I transport the porta-bote on top of the Explorer.

I have a Yamika roof rack. I use heavy duty bungy cords to secure it from side to side and then tie the front to bumper.

The boat weights @ 70 lbs, I can lift it and load it myself. The prefered way is for DW and I to take each end. I lift the front on to the rack then walk aft holding the boat in place. I then lift the rear of the boat onto the rack and push it into place.

Keith


----------



## kymont (Feb 3, 2006)

McBeth said:


> Doug,
> 
> I transport the porta-bote on top of the Explorer.
> 
> ...


Thanks for the tip here. I guess I'll look at some type of rack system for the F150. I like the idea of putting on roof and tying to front bumper.

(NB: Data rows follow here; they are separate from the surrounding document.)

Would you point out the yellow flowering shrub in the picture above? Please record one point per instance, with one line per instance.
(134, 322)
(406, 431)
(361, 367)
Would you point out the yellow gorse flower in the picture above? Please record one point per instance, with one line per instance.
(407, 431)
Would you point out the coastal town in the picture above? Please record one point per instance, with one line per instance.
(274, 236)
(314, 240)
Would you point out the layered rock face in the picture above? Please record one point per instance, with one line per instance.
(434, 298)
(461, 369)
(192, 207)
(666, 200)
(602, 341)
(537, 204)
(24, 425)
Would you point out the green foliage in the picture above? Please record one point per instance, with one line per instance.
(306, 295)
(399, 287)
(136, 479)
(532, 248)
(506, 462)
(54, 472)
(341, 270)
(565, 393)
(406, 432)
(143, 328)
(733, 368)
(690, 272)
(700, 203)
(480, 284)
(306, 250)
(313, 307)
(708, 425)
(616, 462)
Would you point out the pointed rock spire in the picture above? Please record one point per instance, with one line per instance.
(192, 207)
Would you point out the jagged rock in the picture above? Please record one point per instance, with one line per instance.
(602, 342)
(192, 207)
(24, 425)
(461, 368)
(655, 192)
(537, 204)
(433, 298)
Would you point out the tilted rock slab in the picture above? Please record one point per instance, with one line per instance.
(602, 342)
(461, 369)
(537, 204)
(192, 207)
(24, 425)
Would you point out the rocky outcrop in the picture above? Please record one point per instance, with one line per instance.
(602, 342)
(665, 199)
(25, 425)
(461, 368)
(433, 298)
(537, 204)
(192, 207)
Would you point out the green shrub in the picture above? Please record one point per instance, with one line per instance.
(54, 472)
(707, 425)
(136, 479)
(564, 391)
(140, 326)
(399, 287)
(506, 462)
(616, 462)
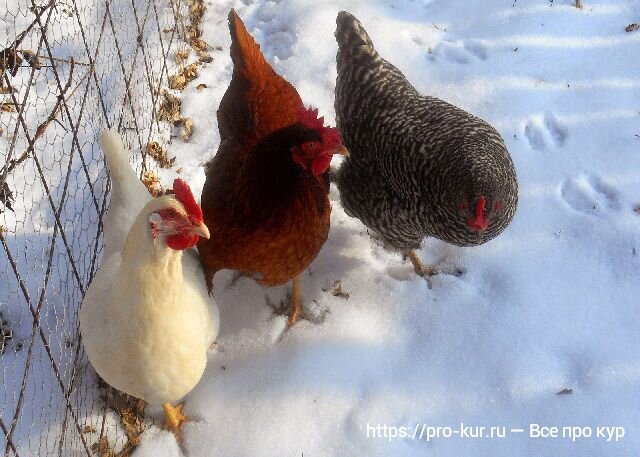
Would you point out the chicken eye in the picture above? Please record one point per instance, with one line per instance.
(310, 147)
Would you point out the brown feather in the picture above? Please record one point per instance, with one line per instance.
(268, 218)
(258, 100)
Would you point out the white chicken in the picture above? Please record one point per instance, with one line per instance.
(147, 320)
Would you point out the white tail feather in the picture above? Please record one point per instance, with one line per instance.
(128, 194)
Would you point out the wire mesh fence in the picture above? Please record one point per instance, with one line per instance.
(68, 69)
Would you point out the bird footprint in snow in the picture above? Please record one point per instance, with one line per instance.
(545, 132)
(278, 40)
(589, 195)
(461, 51)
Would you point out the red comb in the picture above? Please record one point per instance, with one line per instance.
(184, 196)
(309, 118)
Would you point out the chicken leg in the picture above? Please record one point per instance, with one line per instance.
(173, 419)
(295, 309)
(420, 268)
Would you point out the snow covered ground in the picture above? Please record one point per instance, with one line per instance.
(551, 304)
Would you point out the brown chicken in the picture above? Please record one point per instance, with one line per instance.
(265, 198)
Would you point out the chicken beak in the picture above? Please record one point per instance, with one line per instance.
(341, 150)
(201, 230)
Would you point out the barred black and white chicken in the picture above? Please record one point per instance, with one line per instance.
(419, 166)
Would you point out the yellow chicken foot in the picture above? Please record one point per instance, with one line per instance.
(173, 419)
(295, 309)
(420, 268)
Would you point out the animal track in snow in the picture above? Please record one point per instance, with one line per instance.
(545, 132)
(589, 195)
(461, 51)
(278, 39)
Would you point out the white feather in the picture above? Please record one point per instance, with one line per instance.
(147, 320)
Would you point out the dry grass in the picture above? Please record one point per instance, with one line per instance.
(187, 74)
(204, 57)
(182, 55)
(152, 183)
(186, 127)
(169, 107)
(131, 413)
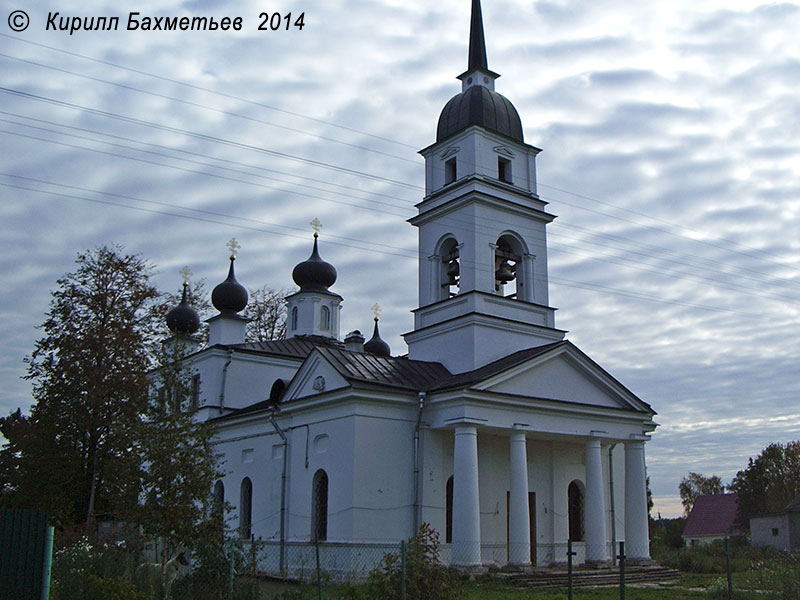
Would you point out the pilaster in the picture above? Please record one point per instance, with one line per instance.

Anyone have any suggestions for a rack type setup on a F150?

Doug


----------



## nascarcamper (Jan 27, 2005)

That's a neat looking rig. I've considered the inflatables but the good ones are very expensive. Congrats


----------



## tonka (Feb 14, 2005)

Great deal Randy,
I got one at the Atlanta show but havent put it in the water yet,It cost about 1600 with a canopy,wheels and sitting at my house. I think it will be a blast,dave


----------



## Castle Rock Outbackers (Jan 18, 2004)

Yes, we got confirmation in the mail yesterday that our Porta-bote will be shipped on March 30. Not knowing if I got a good deal at the boat show, I went to Cabelas and configured my bote, including oars and locks, the porta-dolly III, and shipping. Before shipping charges from Cabelas the total is $1,785. The show price was $1,499 including shipping. That is $286 savings before shipping is added. Figure a low $50 to ship and I did good!









I have learned plenty about these botes on the Yahoo Porta-bote group. We are talking outboards now and I am learning all about prop pitch and boating at elevation.









Randy


----------



## kymont (Feb 3, 2006)

Thanks for the input on this thread.

We just purchased the 14' model today and they said they could get it delivered to our house prior to our first camping trip on April 1 week! We also got the 9.8hp Nissan engine to go with it.

Doug


----------



## Castle Rock Outbackers (Jan 18, 2004)

kymont said:


> We also got the 9.8hp Nissan engine to go with it.
> [snapback]91841[/snapback]​


Wow...you got the largest motor available (an 81-pound 9.8 HP outboard) for the largest Porta-bote available.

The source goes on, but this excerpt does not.